Зарождение добровольческой армии - Волков Сергей Юрьевич 41 стр.


- Удивительное дело. Эта сволочь пляшет по вашей дудке! Нужно было спешить. Времени оставалось в обрез. В комитете дым коромыслом. Одному офицеру не хватило сапог - Крылов не долго думая отдал свои. На прощанье офицеры целовались с солдатами. Трогательные были сцены. Один из уезжающих сказал:

- Пока есть в России такие солдаты - не погибнет Россия. Собрались все офицеры, выстроились возле комитета и зашагали на вокзал. Там было много красноармейцев, которые разговорились с ними, не подозревая обмана. Да и я очень мило беседовала с красноармейцами, называя их "ребятами". Андриенко пошел к начальнику станции требовать вагона. Мы немедленно получили его.
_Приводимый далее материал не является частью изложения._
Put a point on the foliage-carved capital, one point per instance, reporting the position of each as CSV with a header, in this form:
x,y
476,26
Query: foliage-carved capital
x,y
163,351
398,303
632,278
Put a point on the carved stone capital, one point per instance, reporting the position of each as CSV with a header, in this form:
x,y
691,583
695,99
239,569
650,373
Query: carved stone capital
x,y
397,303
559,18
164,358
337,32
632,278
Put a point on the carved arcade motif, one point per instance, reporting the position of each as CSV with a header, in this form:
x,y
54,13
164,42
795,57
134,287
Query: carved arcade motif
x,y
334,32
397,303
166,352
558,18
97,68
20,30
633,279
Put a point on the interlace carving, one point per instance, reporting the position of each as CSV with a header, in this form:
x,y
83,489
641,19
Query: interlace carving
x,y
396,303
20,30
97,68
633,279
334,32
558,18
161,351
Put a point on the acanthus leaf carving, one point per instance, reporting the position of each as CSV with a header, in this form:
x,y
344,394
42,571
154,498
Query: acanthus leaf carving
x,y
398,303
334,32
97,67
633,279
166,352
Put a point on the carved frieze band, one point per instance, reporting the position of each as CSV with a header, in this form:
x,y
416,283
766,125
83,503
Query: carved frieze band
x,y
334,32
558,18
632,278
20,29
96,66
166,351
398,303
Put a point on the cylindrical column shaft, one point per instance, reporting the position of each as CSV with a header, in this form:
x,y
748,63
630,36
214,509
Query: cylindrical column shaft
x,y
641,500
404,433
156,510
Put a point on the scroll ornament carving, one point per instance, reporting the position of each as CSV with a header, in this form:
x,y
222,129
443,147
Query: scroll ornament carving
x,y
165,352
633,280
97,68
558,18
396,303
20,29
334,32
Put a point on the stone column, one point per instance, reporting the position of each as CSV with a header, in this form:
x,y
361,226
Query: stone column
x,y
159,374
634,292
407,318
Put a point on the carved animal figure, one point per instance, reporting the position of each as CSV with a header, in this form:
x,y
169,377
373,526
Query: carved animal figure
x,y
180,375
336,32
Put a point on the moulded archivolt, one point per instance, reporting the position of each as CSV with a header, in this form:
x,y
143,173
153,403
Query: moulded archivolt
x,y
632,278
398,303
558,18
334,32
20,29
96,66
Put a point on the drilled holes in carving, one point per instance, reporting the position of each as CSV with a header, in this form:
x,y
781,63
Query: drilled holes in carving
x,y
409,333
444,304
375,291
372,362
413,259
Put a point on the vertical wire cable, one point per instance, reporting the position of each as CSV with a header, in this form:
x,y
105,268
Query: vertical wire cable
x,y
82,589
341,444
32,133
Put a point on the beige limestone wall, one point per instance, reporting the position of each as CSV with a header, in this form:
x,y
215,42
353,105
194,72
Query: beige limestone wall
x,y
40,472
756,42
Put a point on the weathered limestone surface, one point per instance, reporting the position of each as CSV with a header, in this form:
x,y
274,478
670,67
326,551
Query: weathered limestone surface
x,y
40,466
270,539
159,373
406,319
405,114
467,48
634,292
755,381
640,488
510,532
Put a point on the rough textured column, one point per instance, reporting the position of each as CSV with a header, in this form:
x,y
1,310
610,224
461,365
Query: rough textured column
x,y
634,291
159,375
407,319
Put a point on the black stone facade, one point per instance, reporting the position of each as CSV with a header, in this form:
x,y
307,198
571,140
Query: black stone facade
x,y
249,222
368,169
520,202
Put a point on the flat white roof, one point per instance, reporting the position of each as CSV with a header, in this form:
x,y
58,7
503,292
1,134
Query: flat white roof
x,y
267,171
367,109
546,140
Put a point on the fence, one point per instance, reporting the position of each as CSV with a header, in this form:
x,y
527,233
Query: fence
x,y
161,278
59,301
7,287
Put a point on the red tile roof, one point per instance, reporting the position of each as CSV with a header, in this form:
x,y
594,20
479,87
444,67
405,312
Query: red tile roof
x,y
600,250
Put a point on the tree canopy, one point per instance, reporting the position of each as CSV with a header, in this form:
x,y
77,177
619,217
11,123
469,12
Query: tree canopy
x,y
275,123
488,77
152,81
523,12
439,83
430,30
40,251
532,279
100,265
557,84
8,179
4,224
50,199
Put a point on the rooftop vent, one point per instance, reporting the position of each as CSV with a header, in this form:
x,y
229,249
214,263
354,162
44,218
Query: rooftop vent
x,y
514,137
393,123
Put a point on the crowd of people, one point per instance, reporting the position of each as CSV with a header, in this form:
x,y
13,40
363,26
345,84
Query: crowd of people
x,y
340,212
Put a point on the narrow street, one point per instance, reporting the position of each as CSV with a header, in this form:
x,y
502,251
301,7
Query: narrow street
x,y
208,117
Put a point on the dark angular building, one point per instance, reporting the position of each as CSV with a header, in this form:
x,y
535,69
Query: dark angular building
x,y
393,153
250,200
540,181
Офицеры рассказывали о моем плену в Германии. Когда мы погрузились, красноармейцы кричали: "Ура, бежавшие! Ура, сестра Нестерович!" Под эти крики мы укатили из Москвы. Долго еще доносилось "ура".

Итак - спасены! Я отвернулась, чтобы никто не заметил моих слез… На первой же остановке к нам пробовали ворваться какие‑то солдаты (мест в поезде не было). Они с руганью требовали, чтобы впустили, но, когда узнали, кто мы такие, тотчас прекратили атаку вагона. Все же я предложила впустить некоторых. Они разместились в коридорах и на ступеньках вагонов. Многие ехали в Самару, нам было по пути. Офицеры звали Андриенко "начальником", а ехавшие с нами большевики, среди которых немало матросов, всю дорогу нас угощали; один даже подарил офицеру 500 рублей…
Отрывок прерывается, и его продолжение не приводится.